Выбрать главу

На поляне у одного из камней, что лежали гурьбой, верх был словно мечом срезан, ровен да гладок. Родиполк постоял возле них, поглядел. Сильны они, могучи. Древние. Долго лежали тут, до него, да и будут лежать опосля, завсегда. Он взобрался на тот знатный камень, что был с ровным верхом, да сел. Уходило с этой ночью все ребяческое из духа его, наполнялся он мужалостью да мудростью. Глянул ввысь. Тонко засвистели своими певучими голосами птицы. Светало. Тихо набирал Ярило-батюшка сочность да озарял своим хоть и авсеевским, но все ж ласковым теплом. Скоро он сменит облик да станет зимним Хорсом, со светлыми, но холодными лучами. Ушло все, что было по тому ребячеству — и обида на Журбу, своеволие его, все то уж позади стало. Глаза его зеленые преисполнились светлой мудрости. А знак тот, княжеский, — отметина — потемнел, и уж каждый подметит, что пред ним князь. Теперь уж верно отметина та про княженье говорит. Да и все про то сказывает: и видения его, и весны те, что на один десяток с одвумя свернули. «Верно, быть тому княжеству великому, да и мне знатным князем…»

Медленно оживал лес и все его обитатели. Зашуршала листва, задетая рыже-серой белкой. Родиполк взглянул туда — ее уж и след простыл. Чуть поодаль снова затрепетала листва, на него удивленно глядел олененок. Его мордочка чуть показалась из-за ветвей, и тут же скрылась. Родиполк — Варта улыбнулся.

— Жизнь та новая, ладная!

Звери сжились с ним, и уж его не боялись, хотя и сторонились. Только кудеснику Ворисею удавалось ласкать их да привечать. Он смотрел долго в их звериные глаза. Те по-своему, по-звериному, говорили с ним, а он словно понимал их диковинную речь. А после уж чудно сказывал Родиполку о том звере, о его жизни да заботах.

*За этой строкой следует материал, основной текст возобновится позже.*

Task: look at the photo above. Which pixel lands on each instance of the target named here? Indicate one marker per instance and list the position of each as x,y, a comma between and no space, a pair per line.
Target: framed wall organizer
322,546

И сам Родиполк — Варта уже свыкся с ними и без трепета в духе своем принимал их, когда чуял те шорохи, вспоминая свою мать Тару-мавку. Они занялись своею жизнью да авсеевскими заботами. Он закрыл глаза, прислушиваясь к себе. В духе его было тихо, спокойно. Он готов был принять свою новую княжескую жизнь с согласием, не идя супротив того Верхоглядовского решения. Солнечные лучи пробивались сквозь светлую листву, озаряя поляну да самого богатыря-кудесника. Нежно лаская его лицо, терялись в густой огненной бороде.

Наступал новый день, а с ним и новая, ладная жизнь — кудесническая, да грядущая — княжеская.